嫉妬の魔女と封印の関係については嫉妬の魔女の正体解説とサテラのキャラ解説で詳述しているが、メローぺはまさに「監視塔」の名にふさわしい、世界の根幹に関わる封印を孕んだ最深部なのである。スバルが背負う「魔女の残り香」、エミリアとサテラの関係——あらゆる伏線が、このゼロ層に向かって収束していく。
マイア=ヴォルカニカの試練
マイア層でヴォルカニカが課す試験は、単なる戦闘ではなく「資格を問う」儀式である。神龍は雲を貫く高みから挑戦者を見下ろし、その者が王たるに足る器を持つか、塔を継ぐに値する魂を抱いているかを問う。ヴォルカニカは長き眠りから半ば覚醒した状態にあり、すでに往時の知性のすべてを保ってはいないが、それでも試験官としての本能は残されていた。
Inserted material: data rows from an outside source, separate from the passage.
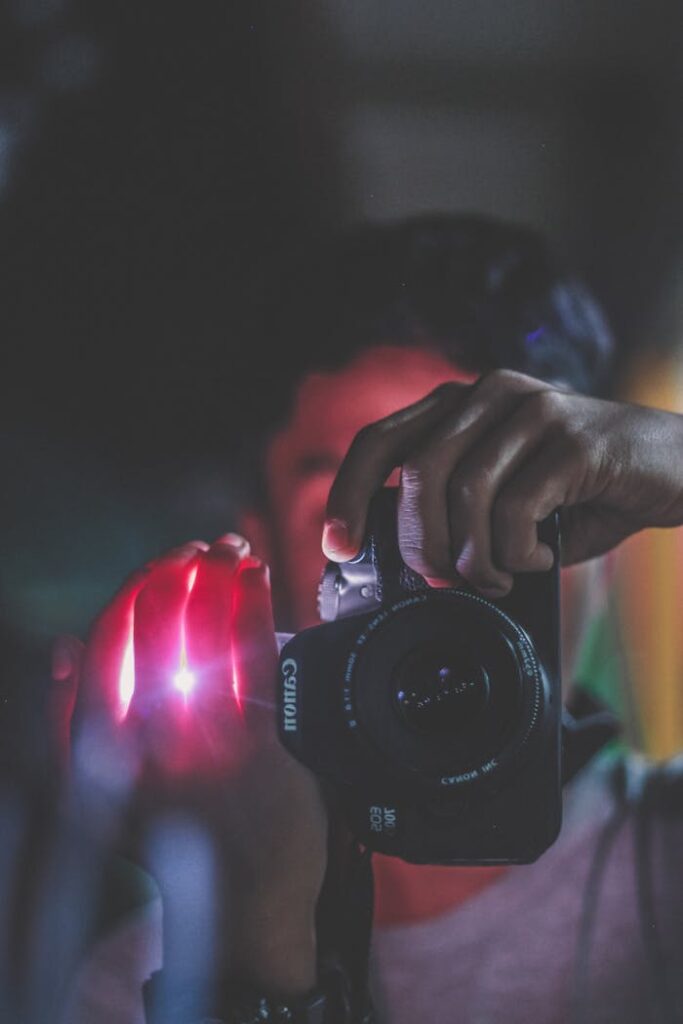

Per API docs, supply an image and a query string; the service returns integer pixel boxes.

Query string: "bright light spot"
[119,623,135,722]
[173,666,196,696]
[232,665,242,710]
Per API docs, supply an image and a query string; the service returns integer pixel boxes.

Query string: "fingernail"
[323,519,354,561]
[456,541,472,577]
[425,577,462,590]
[52,637,74,682]
[216,534,251,555]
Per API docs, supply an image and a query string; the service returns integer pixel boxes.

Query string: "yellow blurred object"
[613,353,683,759]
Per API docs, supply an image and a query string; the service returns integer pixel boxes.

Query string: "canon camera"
[278,488,614,864]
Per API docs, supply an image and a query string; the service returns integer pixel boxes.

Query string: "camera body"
[278,488,562,864]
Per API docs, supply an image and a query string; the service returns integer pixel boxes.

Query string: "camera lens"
[394,650,490,736]
[343,592,545,791]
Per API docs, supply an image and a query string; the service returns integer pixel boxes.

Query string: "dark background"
[0,0,683,655]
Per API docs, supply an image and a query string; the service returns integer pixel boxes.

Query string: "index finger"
[323,382,471,561]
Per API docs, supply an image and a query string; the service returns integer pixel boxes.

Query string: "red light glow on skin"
[173,565,199,700]
[118,630,135,722]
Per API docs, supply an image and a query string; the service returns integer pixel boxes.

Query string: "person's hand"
[57,535,327,991]
[324,371,683,597]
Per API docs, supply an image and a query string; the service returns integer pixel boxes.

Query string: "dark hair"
[296,214,612,392]
[242,214,613,502]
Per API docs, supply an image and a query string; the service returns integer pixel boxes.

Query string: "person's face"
[255,345,474,629]
[245,345,595,674]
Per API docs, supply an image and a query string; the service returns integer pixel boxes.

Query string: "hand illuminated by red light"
[60,535,327,990]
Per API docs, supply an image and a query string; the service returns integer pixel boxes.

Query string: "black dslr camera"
[278,488,604,864]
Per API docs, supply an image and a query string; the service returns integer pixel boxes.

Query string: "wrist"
[221,901,317,995]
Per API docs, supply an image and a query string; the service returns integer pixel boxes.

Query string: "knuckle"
[449,471,490,516]
[399,540,453,577]
[528,388,566,423]
[466,560,500,590]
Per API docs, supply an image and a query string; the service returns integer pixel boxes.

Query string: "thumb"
[232,557,278,726]
[48,633,85,769]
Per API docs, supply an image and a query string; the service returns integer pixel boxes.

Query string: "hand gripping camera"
[278,488,606,864]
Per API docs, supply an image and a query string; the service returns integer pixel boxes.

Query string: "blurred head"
[243,216,611,675]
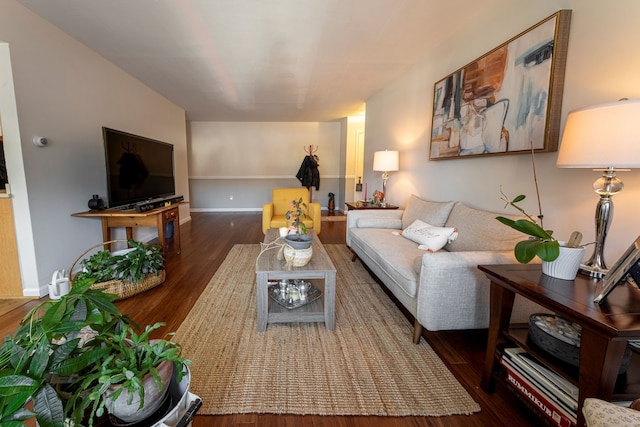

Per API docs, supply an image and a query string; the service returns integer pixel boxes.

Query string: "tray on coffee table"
[269,281,322,310]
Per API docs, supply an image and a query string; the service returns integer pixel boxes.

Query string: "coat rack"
[297,145,320,203]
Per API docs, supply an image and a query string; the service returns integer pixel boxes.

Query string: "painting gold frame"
[429,10,571,160]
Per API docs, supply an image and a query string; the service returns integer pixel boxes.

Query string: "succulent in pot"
[285,197,307,236]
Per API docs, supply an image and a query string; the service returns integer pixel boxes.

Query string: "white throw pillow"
[402,219,458,252]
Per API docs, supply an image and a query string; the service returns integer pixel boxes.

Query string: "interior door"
[0,195,23,298]
[0,132,23,298]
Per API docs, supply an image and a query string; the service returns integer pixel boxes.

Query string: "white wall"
[365,0,640,266]
[0,0,189,295]
[189,122,344,212]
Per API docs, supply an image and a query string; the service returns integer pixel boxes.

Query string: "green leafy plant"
[496,190,560,264]
[0,278,189,427]
[74,240,164,283]
[285,197,307,236]
[496,142,560,264]
[0,279,130,426]
[76,322,190,424]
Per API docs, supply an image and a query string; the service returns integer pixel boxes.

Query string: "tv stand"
[71,202,185,254]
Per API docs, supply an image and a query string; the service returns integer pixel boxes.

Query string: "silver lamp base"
[578,168,624,279]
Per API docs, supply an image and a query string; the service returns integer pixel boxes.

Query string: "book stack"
[500,347,578,427]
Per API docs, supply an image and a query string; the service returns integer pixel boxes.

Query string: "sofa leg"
[413,319,422,344]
スバル一行にとってマイア層への到達は、第六章終盤の最大の山場となる。光の針が落ちる屋外の屋上、龍の鎮座する六本のモノリスの陣——その光景は、第六章のクライマックスを象徴する一枚絵として読者の記憶に焼き付くこととなった。
タイゲタ大書庫——叡智の集積場
三層タイゲタに並ぶ「死者の書」は、第六章の物語そのものを駆動する装置である。書を開いた読み手は、その人物の生涯を一人称視点で追体験することになり、肉体は意識のないまま長時間を消費する。スバルもまた、ある人物の死者の書を開くことで、自身の出自と「死に戻り」の本質に肉薄していくことになる。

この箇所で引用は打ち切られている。